Note: I am using a self-compiled linux kernel with my Orange Pi 5B. The default OrangePi Ubuntu Server Jammy images have Docker pre-loaded but doesn’t work with Ceph FS Storage (with RWO access modes) because of missing kernel modules. I wish to deploy this on a Kubernetes, and hence had to recompile the kernel with RBD and Ceph, and then install Docker to get everything setup. However, I will not cover Kubernetes based deployment in this article (may be in a future one).
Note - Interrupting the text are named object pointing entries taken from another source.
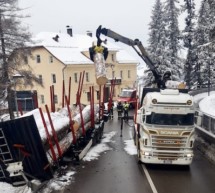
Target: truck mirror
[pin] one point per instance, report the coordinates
(139, 117)
(148, 113)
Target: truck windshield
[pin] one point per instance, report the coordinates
(126, 94)
(170, 119)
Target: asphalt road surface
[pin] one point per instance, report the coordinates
(116, 171)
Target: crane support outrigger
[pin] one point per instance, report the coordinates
(164, 127)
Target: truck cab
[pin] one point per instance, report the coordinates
(165, 128)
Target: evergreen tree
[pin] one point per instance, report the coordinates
(13, 50)
(205, 42)
(188, 37)
(173, 36)
(157, 39)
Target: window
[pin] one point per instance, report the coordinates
(129, 74)
(38, 59)
(55, 99)
(53, 78)
(41, 79)
(121, 74)
(170, 119)
(76, 77)
(42, 99)
(51, 59)
(87, 77)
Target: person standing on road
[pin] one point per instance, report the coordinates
(111, 109)
(119, 109)
(126, 108)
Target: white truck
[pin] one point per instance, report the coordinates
(164, 129)
(164, 123)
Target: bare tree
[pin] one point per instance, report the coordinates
(14, 48)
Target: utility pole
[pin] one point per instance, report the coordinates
(5, 76)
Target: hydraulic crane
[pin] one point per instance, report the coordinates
(139, 49)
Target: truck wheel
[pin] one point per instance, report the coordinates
(138, 153)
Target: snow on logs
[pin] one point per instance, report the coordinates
(61, 125)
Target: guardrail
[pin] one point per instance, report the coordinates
(205, 123)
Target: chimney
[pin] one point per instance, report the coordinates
(56, 38)
(89, 33)
(69, 30)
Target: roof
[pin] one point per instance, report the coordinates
(171, 96)
(68, 49)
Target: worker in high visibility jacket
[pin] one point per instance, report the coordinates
(126, 108)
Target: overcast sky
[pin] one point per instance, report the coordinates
(128, 18)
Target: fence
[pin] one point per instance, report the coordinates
(205, 123)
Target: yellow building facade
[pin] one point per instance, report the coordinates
(68, 57)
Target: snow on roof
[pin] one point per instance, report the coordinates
(124, 57)
(68, 48)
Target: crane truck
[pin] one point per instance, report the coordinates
(164, 123)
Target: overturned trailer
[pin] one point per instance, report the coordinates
(32, 147)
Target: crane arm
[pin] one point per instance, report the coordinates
(133, 43)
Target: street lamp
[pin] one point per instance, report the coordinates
(15, 78)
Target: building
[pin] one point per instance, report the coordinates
(63, 56)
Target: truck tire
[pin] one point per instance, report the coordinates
(134, 136)
(138, 152)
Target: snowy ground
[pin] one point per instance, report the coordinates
(206, 104)
(58, 182)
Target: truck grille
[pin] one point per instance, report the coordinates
(168, 142)
(168, 147)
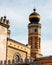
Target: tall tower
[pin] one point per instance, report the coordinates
(34, 34)
(4, 33)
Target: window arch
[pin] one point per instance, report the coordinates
(16, 57)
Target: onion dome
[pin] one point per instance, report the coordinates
(34, 17)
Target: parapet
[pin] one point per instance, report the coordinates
(4, 22)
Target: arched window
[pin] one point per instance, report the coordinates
(17, 57)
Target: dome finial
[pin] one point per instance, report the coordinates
(34, 9)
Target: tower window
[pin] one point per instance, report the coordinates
(35, 30)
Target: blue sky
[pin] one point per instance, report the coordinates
(18, 11)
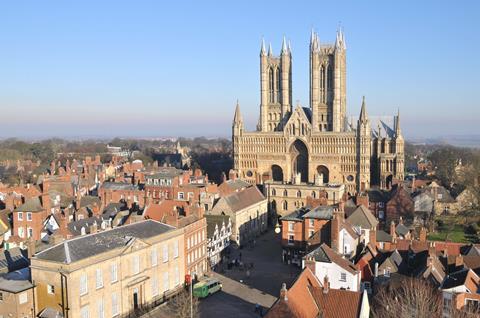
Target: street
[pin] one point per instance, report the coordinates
(240, 293)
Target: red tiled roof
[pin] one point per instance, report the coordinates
(299, 302)
(160, 211)
(337, 303)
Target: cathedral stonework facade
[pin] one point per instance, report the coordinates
(315, 145)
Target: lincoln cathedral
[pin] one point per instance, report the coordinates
(315, 145)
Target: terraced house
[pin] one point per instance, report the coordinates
(111, 273)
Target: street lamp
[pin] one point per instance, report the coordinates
(277, 228)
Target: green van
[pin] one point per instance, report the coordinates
(206, 287)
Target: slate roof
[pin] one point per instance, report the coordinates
(31, 205)
(82, 247)
(75, 227)
(165, 172)
(459, 278)
(13, 259)
(240, 200)
(363, 218)
(325, 254)
(383, 236)
(377, 195)
(113, 208)
(89, 200)
(119, 186)
(237, 184)
(402, 230)
(16, 282)
(213, 220)
(50, 313)
(322, 212)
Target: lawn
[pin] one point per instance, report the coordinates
(450, 228)
(455, 234)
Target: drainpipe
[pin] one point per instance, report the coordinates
(33, 296)
(65, 308)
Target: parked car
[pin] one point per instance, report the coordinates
(206, 287)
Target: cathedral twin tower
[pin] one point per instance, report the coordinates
(327, 85)
(303, 144)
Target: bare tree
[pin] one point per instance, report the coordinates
(182, 305)
(411, 298)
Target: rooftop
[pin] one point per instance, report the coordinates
(86, 246)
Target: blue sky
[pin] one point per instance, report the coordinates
(152, 68)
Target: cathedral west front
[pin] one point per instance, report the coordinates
(315, 145)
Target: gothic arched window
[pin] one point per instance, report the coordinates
(330, 77)
(277, 86)
(271, 83)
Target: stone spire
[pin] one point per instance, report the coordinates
(314, 42)
(363, 112)
(237, 119)
(262, 48)
(398, 132)
(342, 35)
(340, 40)
(284, 46)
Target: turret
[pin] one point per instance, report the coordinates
(237, 118)
(398, 132)
(286, 66)
(363, 118)
(263, 52)
(363, 149)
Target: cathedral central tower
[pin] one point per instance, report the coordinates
(315, 145)
(328, 84)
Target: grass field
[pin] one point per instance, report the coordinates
(452, 228)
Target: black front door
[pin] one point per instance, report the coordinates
(135, 299)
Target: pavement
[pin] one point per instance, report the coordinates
(241, 292)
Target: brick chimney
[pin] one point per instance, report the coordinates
(52, 167)
(46, 203)
(459, 260)
(423, 234)
(362, 199)
(93, 228)
(30, 248)
(310, 263)
(392, 230)
(284, 292)
(431, 249)
(373, 236)
(232, 175)
(326, 285)
(334, 232)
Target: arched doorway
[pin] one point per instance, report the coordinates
(324, 173)
(299, 155)
(389, 181)
(277, 173)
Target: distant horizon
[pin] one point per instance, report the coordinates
(154, 69)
The sole reason for testing the docker approach was so it can easily port into Kubernetes with Ceph to utilize persistent distributed storage, someday. So if you are grabbing an off the shelf OPi5B you don’t really need to worry about Ceph or RBD kernels and installing docker.

Showing OS details

Goal

To run llama-2 models using docker containers on any commodity hardware (of both architecture types: amd64 and arm64) with 4 bit Quantization. In this article’s case: on an Orange Pi 5B (OPi5B). And more specifically, models: llama-2-7b/llama-2–7b-chat and llama-2-13b/llama-2-13b-chat.

For demonstration purposes in this article I will use the llama-2-13b-chat model.

Memory requirements for running llama-2 models with 4-bit quantization. Lifted from documentation

An OPi5B has enough memory to run both 7b-chat and 13b/13b-chat 4-bit quantized models. So let’s get started.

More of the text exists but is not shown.